Через час Васька трясся по плохим дорогам на «кюбеле». За рулём сидел Ставински. Конвоя Фоммель так и не выделил. Было видно, что ему этого хотелось, хотя он понимал: будет выглядеть глупо. Абверу незачем было организовывать мнимое похищение, мнимое или реальное убийство «гостя». Нападение партизан также исключалось ввиду большого количества войск, которыми были усилены охранные дивизии.
— Ловко вы обращаетесь с СС, товарищ большевик, — крикнул Ставински в шуме мотора. Он вырулил, чтобы не попасть на ухабину, и продолжил: — С этими господами можно именно так. Выбран правильный курс.
— Ну да! Мы мирные люди, но наш бронепоезд… Вы это хотели сказать?
Так как шофёр промолчал, они медленно въехали на территорию, огороженную тремя рядами колючей проволоки. По углам высились четыре караульные вышки с MG34. Но, как и по периметру, так и на воротах охрану несли солдаты и офицеры вермахта. На специальных щитах, покрытых светоотражающей оранжевой краской, чёрным было означено: «Внимание! Огнеопасно! Горючие материалы. Курить и пользоваться огнём строжайше запрещено». Вся местность за рядами колючей изгороди представляла голый ландшафт с многочисленными пнями и опилками. Наверняка эти площади были заминированы.
— Прошу вас! — Ставински легко выпорхнул из внедорожника, захватив плащ. Адамс! — сказал он подбежавшему обер-лейтенанту со знаками отличия артиллериста. — Мне будет нужна ваша помощь. Приведите в блок «В»…

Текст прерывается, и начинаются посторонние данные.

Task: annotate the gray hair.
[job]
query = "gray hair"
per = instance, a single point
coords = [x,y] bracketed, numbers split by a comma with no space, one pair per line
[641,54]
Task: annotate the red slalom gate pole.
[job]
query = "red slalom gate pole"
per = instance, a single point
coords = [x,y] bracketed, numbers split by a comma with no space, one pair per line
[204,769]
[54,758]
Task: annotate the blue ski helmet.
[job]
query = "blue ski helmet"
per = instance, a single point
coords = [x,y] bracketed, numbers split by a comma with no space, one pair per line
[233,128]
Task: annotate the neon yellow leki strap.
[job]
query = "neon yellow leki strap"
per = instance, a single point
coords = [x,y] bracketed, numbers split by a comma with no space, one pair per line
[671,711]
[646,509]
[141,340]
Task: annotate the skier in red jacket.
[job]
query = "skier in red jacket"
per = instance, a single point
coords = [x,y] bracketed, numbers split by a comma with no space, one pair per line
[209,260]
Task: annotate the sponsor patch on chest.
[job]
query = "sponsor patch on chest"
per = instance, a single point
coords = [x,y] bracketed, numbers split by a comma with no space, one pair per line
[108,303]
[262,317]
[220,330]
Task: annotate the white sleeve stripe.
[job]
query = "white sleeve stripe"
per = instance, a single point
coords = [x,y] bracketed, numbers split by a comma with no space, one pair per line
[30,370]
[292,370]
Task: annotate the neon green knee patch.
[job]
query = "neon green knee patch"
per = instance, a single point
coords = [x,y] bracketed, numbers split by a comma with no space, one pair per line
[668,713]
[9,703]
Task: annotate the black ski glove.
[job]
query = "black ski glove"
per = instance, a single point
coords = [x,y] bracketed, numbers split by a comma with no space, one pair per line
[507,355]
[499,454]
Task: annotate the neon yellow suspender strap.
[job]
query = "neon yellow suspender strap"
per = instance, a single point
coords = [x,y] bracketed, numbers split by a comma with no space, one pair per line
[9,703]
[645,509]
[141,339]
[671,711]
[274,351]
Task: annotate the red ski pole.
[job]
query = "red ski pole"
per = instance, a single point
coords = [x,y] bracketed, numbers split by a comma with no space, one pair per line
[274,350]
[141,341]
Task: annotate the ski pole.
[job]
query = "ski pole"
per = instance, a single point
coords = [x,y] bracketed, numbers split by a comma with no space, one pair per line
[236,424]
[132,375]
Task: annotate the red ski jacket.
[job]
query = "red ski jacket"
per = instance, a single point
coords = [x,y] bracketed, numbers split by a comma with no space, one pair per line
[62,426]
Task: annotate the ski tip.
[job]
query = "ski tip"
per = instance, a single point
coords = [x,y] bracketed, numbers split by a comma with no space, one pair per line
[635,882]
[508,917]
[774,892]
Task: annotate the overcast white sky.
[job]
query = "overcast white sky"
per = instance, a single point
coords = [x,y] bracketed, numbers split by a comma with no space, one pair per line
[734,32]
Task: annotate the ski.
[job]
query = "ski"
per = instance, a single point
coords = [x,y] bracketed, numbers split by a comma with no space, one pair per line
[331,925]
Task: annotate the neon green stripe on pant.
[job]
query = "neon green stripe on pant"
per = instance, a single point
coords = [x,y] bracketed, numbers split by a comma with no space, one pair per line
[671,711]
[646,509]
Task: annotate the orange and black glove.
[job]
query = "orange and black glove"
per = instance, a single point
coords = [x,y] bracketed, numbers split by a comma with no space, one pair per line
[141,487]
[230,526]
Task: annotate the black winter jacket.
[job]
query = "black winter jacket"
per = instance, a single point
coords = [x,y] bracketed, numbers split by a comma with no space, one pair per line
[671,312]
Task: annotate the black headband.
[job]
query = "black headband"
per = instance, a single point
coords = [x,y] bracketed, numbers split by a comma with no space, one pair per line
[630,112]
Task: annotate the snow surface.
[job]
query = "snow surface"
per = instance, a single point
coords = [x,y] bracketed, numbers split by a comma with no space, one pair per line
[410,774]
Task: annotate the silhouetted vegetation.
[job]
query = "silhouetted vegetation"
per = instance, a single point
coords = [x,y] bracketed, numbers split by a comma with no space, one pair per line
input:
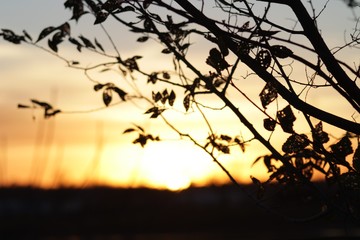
[240,43]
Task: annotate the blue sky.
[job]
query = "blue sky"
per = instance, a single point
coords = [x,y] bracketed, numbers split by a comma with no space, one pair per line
[27,72]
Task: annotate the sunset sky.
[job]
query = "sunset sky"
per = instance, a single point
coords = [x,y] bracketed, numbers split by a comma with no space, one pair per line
[83,147]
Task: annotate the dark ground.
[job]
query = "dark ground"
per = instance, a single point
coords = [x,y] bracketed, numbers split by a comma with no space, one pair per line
[197,213]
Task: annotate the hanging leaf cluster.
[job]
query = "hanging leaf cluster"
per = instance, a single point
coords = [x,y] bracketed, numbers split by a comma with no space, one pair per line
[77,7]
[164,97]
[263,57]
[217,60]
[49,111]
[59,33]
[154,77]
[143,137]
[341,150]
[155,111]
[175,36]
[222,143]
[10,36]
[286,118]
[131,63]
[268,94]
[108,90]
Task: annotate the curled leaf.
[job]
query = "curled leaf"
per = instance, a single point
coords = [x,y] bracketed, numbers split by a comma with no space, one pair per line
[286,118]
[107,97]
[45,32]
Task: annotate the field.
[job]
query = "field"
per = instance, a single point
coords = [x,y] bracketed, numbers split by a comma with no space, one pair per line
[209,213]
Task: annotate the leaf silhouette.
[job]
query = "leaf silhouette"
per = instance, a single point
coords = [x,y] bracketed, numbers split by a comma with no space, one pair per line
[172,97]
[268,95]
[186,102]
[27,35]
[120,92]
[87,42]
[101,16]
[142,39]
[99,45]
[45,32]
[286,118]
[107,97]
[77,43]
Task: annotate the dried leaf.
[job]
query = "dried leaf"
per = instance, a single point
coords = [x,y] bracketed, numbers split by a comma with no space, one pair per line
[186,102]
[269,124]
[98,86]
[356,159]
[107,97]
[171,98]
[142,39]
[264,58]
[45,32]
[295,143]
[87,42]
[101,16]
[129,130]
[268,94]
[122,94]
[342,148]
[281,51]
[99,45]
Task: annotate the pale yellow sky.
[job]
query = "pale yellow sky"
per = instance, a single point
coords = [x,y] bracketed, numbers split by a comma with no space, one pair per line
[85,148]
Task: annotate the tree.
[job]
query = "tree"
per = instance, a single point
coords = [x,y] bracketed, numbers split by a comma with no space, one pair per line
[242,43]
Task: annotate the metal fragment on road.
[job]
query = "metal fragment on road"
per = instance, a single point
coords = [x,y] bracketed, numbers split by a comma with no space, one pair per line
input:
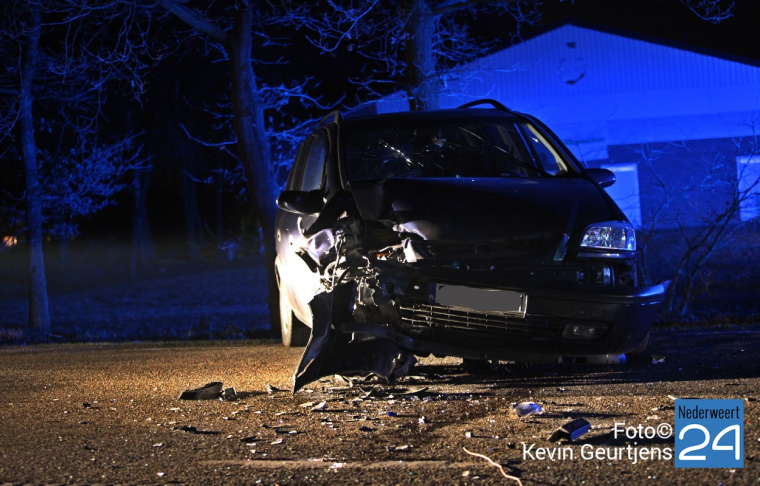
[526,409]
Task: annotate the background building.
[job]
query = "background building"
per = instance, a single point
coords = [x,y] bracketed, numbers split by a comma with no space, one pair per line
[676,125]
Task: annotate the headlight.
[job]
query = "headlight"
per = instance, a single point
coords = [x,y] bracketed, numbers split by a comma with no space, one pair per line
[610,235]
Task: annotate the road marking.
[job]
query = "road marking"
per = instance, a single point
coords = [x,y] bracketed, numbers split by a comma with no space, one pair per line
[305,464]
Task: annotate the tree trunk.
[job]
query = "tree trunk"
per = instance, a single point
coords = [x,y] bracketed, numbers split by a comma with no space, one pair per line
[253,145]
[39,316]
[192,218]
[422,84]
[142,244]
[219,222]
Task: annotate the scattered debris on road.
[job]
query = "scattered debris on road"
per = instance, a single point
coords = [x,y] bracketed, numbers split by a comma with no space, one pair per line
[571,430]
[498,466]
[526,409]
[209,391]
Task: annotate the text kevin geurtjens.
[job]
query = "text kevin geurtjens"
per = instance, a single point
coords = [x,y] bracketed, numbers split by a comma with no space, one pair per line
[589,452]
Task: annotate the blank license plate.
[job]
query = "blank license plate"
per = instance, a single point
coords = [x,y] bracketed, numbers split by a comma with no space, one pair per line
[481,300]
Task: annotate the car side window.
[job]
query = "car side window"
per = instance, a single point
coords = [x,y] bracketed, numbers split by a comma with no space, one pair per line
[549,159]
[314,165]
[296,171]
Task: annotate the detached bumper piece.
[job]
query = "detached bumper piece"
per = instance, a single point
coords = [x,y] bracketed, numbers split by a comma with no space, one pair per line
[332,352]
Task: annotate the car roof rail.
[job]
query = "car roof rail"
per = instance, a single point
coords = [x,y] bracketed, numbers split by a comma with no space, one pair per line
[485,101]
[334,116]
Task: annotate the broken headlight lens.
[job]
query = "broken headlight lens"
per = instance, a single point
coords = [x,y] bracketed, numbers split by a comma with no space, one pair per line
[610,235]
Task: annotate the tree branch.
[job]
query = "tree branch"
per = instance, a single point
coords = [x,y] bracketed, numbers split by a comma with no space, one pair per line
[195,20]
[448,6]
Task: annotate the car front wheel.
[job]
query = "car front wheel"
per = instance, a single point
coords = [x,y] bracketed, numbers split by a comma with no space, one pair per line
[294,332]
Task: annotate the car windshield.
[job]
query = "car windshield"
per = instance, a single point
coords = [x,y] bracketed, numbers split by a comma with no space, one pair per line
[442,146]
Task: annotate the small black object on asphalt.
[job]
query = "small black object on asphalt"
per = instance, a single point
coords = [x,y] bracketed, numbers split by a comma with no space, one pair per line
[209,391]
[571,430]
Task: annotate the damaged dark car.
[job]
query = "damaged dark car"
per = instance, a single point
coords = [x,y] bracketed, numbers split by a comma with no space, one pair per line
[471,232]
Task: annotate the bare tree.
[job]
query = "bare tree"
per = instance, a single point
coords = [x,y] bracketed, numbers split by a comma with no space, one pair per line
[700,230]
[61,54]
[229,32]
[411,44]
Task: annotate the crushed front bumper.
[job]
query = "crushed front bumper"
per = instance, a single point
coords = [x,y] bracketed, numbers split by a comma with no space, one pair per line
[339,344]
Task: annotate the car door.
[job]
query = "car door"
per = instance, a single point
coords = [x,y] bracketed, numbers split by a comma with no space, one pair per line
[297,279]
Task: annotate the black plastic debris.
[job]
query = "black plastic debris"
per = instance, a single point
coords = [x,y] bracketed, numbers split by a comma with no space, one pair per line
[571,430]
[209,391]
[526,409]
[273,389]
[403,448]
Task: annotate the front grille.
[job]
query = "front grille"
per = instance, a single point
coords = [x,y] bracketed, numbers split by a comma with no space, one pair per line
[458,318]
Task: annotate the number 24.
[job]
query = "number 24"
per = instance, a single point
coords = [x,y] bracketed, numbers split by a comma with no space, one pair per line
[683,456]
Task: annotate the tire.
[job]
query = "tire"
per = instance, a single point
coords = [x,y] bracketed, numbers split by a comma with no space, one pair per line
[294,332]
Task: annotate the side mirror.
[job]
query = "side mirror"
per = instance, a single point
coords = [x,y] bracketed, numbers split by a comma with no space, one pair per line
[300,202]
[603,177]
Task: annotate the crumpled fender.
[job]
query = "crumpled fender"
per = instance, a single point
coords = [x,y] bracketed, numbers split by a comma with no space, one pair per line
[330,351]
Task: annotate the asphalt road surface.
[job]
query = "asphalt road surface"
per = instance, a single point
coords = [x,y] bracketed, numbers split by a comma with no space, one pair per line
[105,414]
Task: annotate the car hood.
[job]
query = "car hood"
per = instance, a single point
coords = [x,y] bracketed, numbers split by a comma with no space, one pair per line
[482,209]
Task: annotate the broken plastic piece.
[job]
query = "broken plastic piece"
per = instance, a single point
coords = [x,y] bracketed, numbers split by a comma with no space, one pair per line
[319,406]
[209,391]
[571,430]
[399,448]
[331,352]
[526,409]
[273,389]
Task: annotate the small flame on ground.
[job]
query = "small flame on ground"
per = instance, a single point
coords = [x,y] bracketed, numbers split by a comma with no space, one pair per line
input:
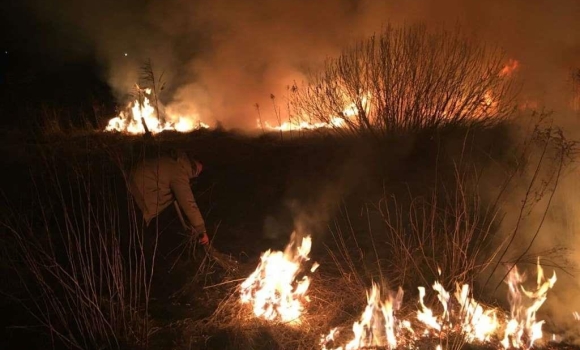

Тут он прошептал этому ладному обер-лейтенанту что-то своё, не предназначенное для Васькиных ушей. Тот лишь поправил повязку через глаз. И уставился на группу курсантов, что, высоко поднимая ноги, совершала пробежку по периметру. На всех было вполне сносное обмундирование РККА. Причём, гимнастёрки были именно «косоворотки», как до революции носили, образца 1943 года — со стоящим воротником (на гимнастёрках образца 1941-го он был отложенный). Мало того, добрая треть гимнастёрок были украшены зелёными пластмассовыми пуговицами, что поступали в СССР по ленд-лиз.
— Ну-с, пройдёмте, дорогой товарищ, — с наигранной суровостью (наверняка подражая кому-то из русских) предложил Ставински. — Нам есть что обсудить и о чём потолковать. Так тоже говорят по-русски.
— Я надеюсь — не только ваши познания в русском?
— О, нет, что вы! Они так скромны… У меня есть свои кандидаты. Вы хотели бы на них взглянуть?
— Что ж, не откажусь. Тем более, если предлагают… Показывайте.
— Нет, сначала вы посмотрите на их личные дела, выслушаете преподавателей. Они нам расскажут много интересного.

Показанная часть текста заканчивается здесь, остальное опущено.